A number of radiological techniques can be used to identify CSF fistulas, including cranial CT scans, CT cysternogram, radionucleotide cisternogram and specially weighted cranial MRI scans. Carrol AD et al., reported the case of a nine-year-old boy with recurrent meningitis whose ethmoidal defect was missed in initial CT scan just like our case [10]. It has to be accepted that this cohort of paediatric patients may require repeated and simultaneous application of varied radiological investigations to pinpoint the underlying subtle anatomical defect [8].

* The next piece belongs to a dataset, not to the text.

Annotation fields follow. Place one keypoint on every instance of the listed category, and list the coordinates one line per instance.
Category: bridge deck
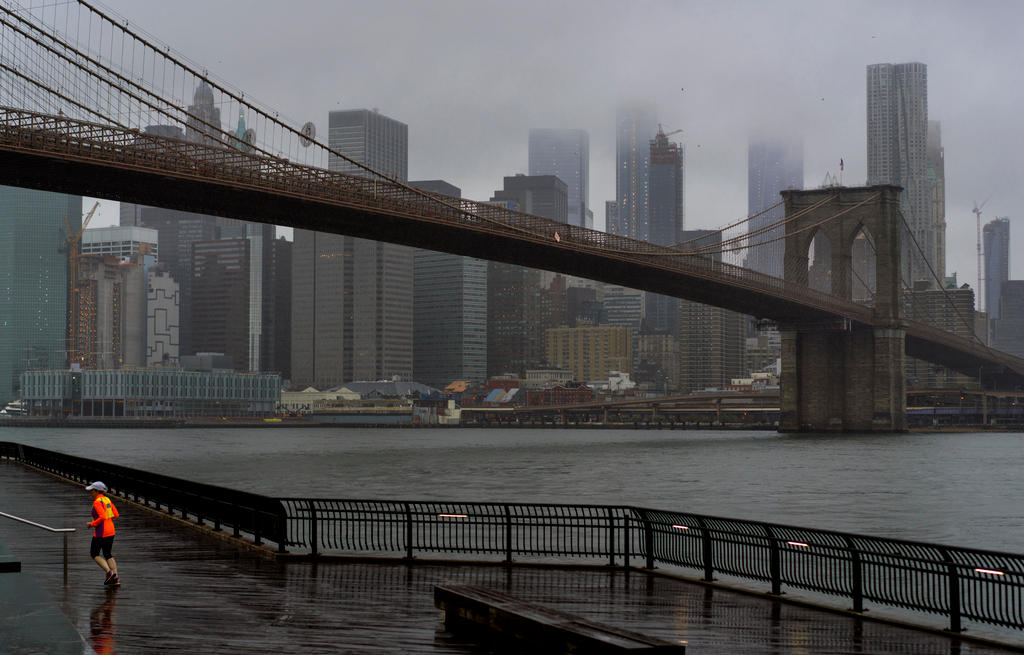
(183, 593)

In conclusion, though HRCT scan of skull is preferred by many authors (for production of the best definitions of bony structures) as first choice, no single imaging modality is competent enough to diagnose a fistula in all the instances. Depending upon the clinical scenario a physician should consult an experienced radiologist before planning appropriate investigations to diagnose the aetiology of recurrent meningitis in an immunocompetent patient.